Pathogenic bacteria are commonly classified as intracellular or extracellular pathogens. Intracellular bacterial pathogens can replicate within host cells, including macrophages, which ingest and kill microorganisms in a process called phagocytosis. By contrast, extracellular pathogens such as Pseudomonas aeruginosa multiply outside of cells. However, recent data have shown that several extracellular pathogens can enter host cells. For example, P. aeruginosa has been reported to be engulfed by macrophages in animal models.
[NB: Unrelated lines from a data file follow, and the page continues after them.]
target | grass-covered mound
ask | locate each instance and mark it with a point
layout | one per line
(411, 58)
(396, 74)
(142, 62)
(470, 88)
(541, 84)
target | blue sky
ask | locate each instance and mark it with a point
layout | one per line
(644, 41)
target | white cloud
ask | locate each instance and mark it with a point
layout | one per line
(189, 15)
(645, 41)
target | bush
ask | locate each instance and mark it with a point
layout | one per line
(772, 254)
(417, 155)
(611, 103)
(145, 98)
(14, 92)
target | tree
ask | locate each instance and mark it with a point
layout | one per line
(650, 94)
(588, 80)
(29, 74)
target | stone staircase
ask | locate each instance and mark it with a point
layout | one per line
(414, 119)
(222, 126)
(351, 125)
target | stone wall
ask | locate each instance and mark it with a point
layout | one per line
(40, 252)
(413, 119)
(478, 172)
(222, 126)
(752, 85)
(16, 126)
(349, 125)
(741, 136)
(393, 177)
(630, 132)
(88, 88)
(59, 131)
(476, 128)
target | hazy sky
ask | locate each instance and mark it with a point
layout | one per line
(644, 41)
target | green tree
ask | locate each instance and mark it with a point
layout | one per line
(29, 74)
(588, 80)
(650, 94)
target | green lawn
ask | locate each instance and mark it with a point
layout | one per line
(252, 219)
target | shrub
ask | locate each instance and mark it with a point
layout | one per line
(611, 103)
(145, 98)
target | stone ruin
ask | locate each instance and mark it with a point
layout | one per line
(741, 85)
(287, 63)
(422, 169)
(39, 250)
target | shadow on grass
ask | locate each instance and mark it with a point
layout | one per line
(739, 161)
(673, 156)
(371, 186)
In the new study, Blanc-Potard and her colleagues visualized the fate of P. aeruginosa within macrophages. P. aeruginosa first resided in vesicles called phagosomes and subsequently could be detected in the cytoplasm, indicating that the pathogen had escaped degradation within the phagosomes. The intracellular bacteria could eventually induce cell lysis—the disintegration of a cell through membrane rupture. Two bacterial molecules, MgtC and OprF, recently identified to be important for the survival of P. aeruginosa in macrophages, were found to activate intracellular production of type III secretion system (T3SS), which in turn was found to be involved in bacterial escape from the phagosome as well as in cell lysis caused by the bacteria. According to the authors, the transient stage in which P. aeruginosa resides inside of macrophages could contribute to bacterial dissemination during infection.
The authors add, "While the role of macrophages is to ingest and kill microorganisms, the pathogenic bacterium Pseudomonas aeruginosa can induce cell lysis when it insides inside macrophages. The weapons used by internalized bacteria to lyse the macrophage are decrypted."